Johnson Service Group 2017 results show strong growth

Johnson Service Group 2017 results show strong growth

Preliminary results for the year ended 31 December 2017 from the Johnson Service Group (JSG) show strong financial performance and established growth platform, according to chief executive officer, Chris Sander. Revenue over the period increased by 13.3% to £290.9m form £256.7m at end of 2016 while operating profit leapt 16% from £29.8m to £34.8. Pre tax profits scored a 20.5% rise from £25.9m to £31.2m in the 12 months to end of September 2017.

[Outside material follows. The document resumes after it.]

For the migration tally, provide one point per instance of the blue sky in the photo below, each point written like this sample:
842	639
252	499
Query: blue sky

The strong financial performance reflects organic revenue growth of 5.1% and successful delivery of earnings from acquisitions, according to JSG. The board has recommended a 11.8% increase in final dividend to 1.9 pence per share (2016: 1.7 pence) which together with the interim dividend, takes the total dividend for the year up 12.0% to 2.8 pence per share (2016: 2.5 pence). JSG attributes the buoyancy to strategies that include the disposal of its drycleaning division in January 2017 and increased UK geographical coverage through acquisitions.

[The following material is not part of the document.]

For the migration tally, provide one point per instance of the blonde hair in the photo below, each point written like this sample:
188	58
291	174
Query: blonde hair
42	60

The acquisition of PLS in Edinburgh last year has extended coverage of high volume linen services to Scotland and Northern England while the acquisition of StarCounty in Wrexham, in December, has increase the geographical coverage of the Stalbridge brand across the Northwest and West Midlands. Continuing capital investment to increase production capacity and efficiency with new efficient equipment has also bolstered performance along with accelerated investment in 2017 to support the demand from strong organic sales generated during the year.